Benin’s government has approved a 10-year national development plan aimed at expanding industrial capacity, reducing inequality and strengthening institutions, according to an official statement released after a cabinet meeting on Wednesday.
The plan, which covers the period from 2026 to 2035, seeks to diversify the West African nation’s economy by increasing the contribution of the secondary sector manufacturing and industry from an average of 16.3 percent between 2015 and 2024 to 21.1 percent over the next decade.
Officials said the strategy is designed to accelerate structural transformation in an economy that remains heavily reliant on agriculture and informal trade, while improving productivity and creating jobs.
A key target of the plan is to reduce social inequality, with the government aiming to lower the Gini coefficient from 34.4 in 2021 to an average of 30 over the implementation period.
The Gini index is a widely used measure of income inequality, where lower values indicate a more equal distribution of wealth.
The development blueprint also places emphasis on governance reforms, with authorities seeking to strengthen institutions and improve the rule of law.

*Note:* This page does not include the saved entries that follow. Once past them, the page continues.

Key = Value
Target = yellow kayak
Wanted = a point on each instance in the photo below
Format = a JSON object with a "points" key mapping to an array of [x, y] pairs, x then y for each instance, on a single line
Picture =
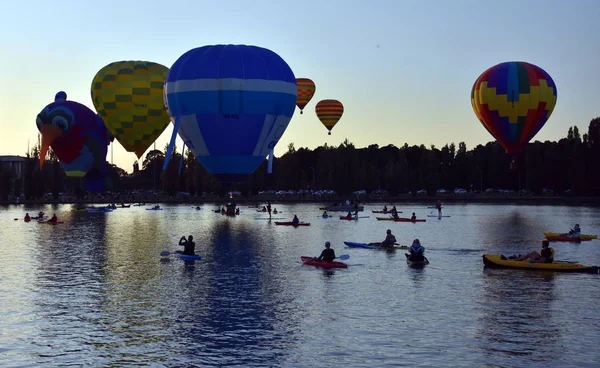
{"points": [[385, 218], [563, 237], [495, 261]]}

According to the statement, the rule of law index is expected to rise from 0.48 in 2024 to an average of 0.52 by 2035, reflecting efforts to enhance judicial efficiency, transparency and accountability in public administration.
The government further said the plan includes measures to promote cultural identity and strengthen what it described as “endogenous values,” alongside broader socio-economic reforms.
Officials described the strategy as a comprehensive framework structured around 17 priority areas, although full details of sector-specific allocations were not immediately disclosed.
The plan comes as Benin continues efforts to position itself as a stable investment destination in West Africa, with recent reforms focusing on infrastructure development, digital transformation and improvements in the business environment.
Over the past decade, the country has recorded relatively strong economic growth compared with regional peers, supported by public investment and reforms aimed at improving fiscal management and attracting foreign investment.
However, challenges remain, including high levels of informal employment, vulnerability to external shocks, and persistent regional security risks linked to instability in the Sahel.
Economists say the success of the new development plan will depend on implementation capacity, access to financing and the government’s ability to translate policy targets into measurable outcomes across key sectors such as manufacturing, agriculture processing and services.
The plan aligns with broader regional ambitions in West Africa to accelerate industrialisation and reduce dependence on commodity exports by strengthening domestic value chains and expanding intra-African trade under frameworks such as the African Continental Free Trade Area.